Nie zauważyłam, żeby reżyserzy szukali sztuk małoobsadowych, w swoich wyborach kierują się raczej przekonaniem co do tekstu. Generalnie widzę wielką radość, entuzjazm z powodu powrotu do grania. Prawdziwi ludzie teatru są jak skały, pandemia tego nie zmieniła.
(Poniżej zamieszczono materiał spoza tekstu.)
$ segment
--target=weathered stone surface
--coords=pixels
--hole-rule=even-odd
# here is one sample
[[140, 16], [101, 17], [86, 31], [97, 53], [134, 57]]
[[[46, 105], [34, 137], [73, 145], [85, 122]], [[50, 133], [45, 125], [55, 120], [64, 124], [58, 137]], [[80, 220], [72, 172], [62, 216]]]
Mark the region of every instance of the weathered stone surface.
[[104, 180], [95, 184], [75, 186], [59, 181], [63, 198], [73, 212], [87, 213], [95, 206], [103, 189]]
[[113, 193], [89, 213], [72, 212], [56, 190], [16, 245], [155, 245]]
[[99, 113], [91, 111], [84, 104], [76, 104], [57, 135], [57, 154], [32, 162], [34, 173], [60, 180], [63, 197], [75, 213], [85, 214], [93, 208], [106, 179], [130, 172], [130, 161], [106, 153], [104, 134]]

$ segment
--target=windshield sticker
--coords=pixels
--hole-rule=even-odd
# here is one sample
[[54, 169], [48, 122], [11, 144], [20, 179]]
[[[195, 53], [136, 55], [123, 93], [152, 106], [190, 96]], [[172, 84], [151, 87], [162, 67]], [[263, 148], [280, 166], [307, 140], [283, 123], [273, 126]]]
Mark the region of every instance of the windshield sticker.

A przy okazji – niedawno udało się doprowadzić do bardzo dużego wydarzenia dla Basi Połomskiej i Michała Szewczyka. 1 października odsłoniliśmy ich gwiazdy w Łódzkiej Alei Gwiazd. Mam wielką satysfakcję, że Kapituła w obecnym składzie pozytywnie rozpatrzyła mój wniosek, z którym występowałam kilkakrotnie. Uważam, że na Piotrkowskiej powinno znaleźć się miejsce dla twórców polskiego kina, którzy budowali Łódź filmową i teatralną i którzy swoje życie zawodowe oddali Łodzi – takich jak Ludwik Benoit, Włodzimierz Skoczylas czy Urszula Modrzyńska.
Czy obecna sytuacja przeszkodzi w organizacji kolejnego Międzynarodowego Festiwalu Sztuk Przyjemnych i Nieprzyjemnych?
Rozpoczęłam już prace nad Festiwalem i bardzo wierzę, że się odbędzie.
Proszę powiedzieć szczerze, jakie nastroje panują dziś w Teatrze... Jesteście optymistami czy przeważa czarnowidztwo?
Gdy nie mogliśmy grać na żywo, robiliśmy wszystko, aby zająć się pracą, a nie popadać w depresję. Serial internetowy, internetowe „Komediopisanie”, potem „Wykapany zięć” na żywo w Teatrze Telewizji i Teatr dla niewidomych i słabo widzących w formie radiowej transmisji – nie narzekaliśmy na brak pracy. Czasami nawet myślę, że nasze skomplikowane warunki i to, że mamy trudniej niż inni, jakoś bardziej nas przez te wszystkie lata skonsolidowało. Że bardziej szanujemy miejsce, w którym pracujemy. Bardziej się z nim utożsamiamy i mamy autentyczną satysfakcję z naszej pracy. Zdecydowanie jesteśmy pozytywnie zakręconymi optymistami!